- Born: 1963 (age 62–63)
- Education: Merton College, Oxford
- Awards: Whitehead Prize (1993) Oberwolfach Prize (1998) Veblen Prize (2007) Doob Prize (2011) Leroy P. Steele Prize (2023)
- Scientific career
- Fields: Mathematics
- Workplaces: Harvard University
- Doctoral advisor: Michael Atiyah
- Doctoral students: Ciprian Manolescu

= Peter B. Kronheimer =

British mathematician (born 1963)

Peter Benedict Kronheimer (born 1963) is a British mathematician, known for his work on gauge theory and its applications to 3- and 4-dimensional topology. He is William Caspar Graustein Professor of Mathematics at Harvard University and former chair of the mathematics department.

== Education ==
Kronheimer attended the City of London School. He completed his DPhil at Oxford University under the direction of Michael Atiyah. He has had a long association with Merton College, the oldest of the constituent colleges of Oxford University, being an undergraduate, graduate, and full fellow of the college.

== Career ==
Kronheimer's early work was on gravitational instantons, in particular the classification of hyperkähler 4-manifolds with asymptotical locally Euclidean geometry (ALE spaces), leading to the papers "The construction of ALE spaces as hyper-Kähler quotients" and "A Torelli-type theorem for gravitational instantons." He and Hiraku Nakajima
gave a construction of instantons on ALE spaces generalizing the Atiyah–Hitchin–Drinfeld–Manin construction. This constructions identified these moduli spaces as moduli spaces for certain quivers (see "Yang-Mills instantons on ALE gravitational instantons.") He was the initial recipient of the Oberwolfach prize in 1998 on the basis of some of this work.
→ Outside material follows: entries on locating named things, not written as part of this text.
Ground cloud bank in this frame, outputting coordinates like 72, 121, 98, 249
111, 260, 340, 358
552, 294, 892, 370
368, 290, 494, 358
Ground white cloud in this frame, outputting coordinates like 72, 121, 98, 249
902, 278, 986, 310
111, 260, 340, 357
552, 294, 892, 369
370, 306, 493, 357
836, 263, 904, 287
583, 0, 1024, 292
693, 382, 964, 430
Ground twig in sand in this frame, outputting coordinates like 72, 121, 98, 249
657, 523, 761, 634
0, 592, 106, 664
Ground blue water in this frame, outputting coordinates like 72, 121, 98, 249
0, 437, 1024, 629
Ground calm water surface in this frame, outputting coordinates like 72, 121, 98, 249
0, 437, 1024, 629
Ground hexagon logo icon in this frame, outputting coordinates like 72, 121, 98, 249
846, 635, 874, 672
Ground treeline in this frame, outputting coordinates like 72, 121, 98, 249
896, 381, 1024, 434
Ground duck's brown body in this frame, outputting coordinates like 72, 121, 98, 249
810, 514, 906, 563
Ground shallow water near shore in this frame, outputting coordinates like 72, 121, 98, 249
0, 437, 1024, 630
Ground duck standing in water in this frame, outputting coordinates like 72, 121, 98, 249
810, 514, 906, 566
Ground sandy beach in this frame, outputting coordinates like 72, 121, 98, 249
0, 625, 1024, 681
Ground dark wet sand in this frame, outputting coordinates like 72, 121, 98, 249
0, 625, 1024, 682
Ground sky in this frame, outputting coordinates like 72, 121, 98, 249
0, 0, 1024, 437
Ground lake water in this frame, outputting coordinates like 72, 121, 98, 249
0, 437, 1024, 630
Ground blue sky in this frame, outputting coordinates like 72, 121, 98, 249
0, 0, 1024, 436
Kronheimer has frequently collaborated with Tomasz Mrowka from the Massachusetts Institute of Technology. Their collaboration began at the Mathematical Research Institute of Oberwolfach, and their first work developed analogues of Simon Donaldson's invariants for 4-manifolds with a distinguished surface. They used the tools developed to prove a conjecture of John Milnor, that the four-ball genus of a $(p,q)$-torus knot is $(p-1)(q-1)/2$. They then went on to develop these tools further and established a structure theorem for Donaldson's polynomial invariants using Kronheimer–Mrowka basic classes. After the arrival of Seiberg–Witten theory their work on embedded surfaces culminated in a proof of the Thom conjecture—which had been outstanding for several decades. Another of Kronheimer and Mrowka's results was a proof of the Property P conjecture for knots. They developed an instanton Floer invariant for knots which was used in their proof that Khovanov homology detects the unknot.

Besides his research articles, his writings include a book, with Simon Donaldson, on 4-manifolds, and a book with Mrowka on Seiberg–Witten–Floer homology, entitled "Monopoles and Three-Manifolds". This book won the 2011 Doob Prize of the AMS.

In 1990 he was an invited speaker at the International Congress of Mathematicians (ICM) in Kyoto. In 2018 he gave a plenary lecture at the ICM in Rio de Janeiro, together with Tomasz Mrowka. In 2023 he was awarded the Leroy P. Steele Prize for Seminal Contribution to Research.

Kronheimer's PhD students have included Ian Dowker, Jacob Rasmussen, Ciprian Manolescu, Olga Plamenevskaya and Aliakbar Daemi.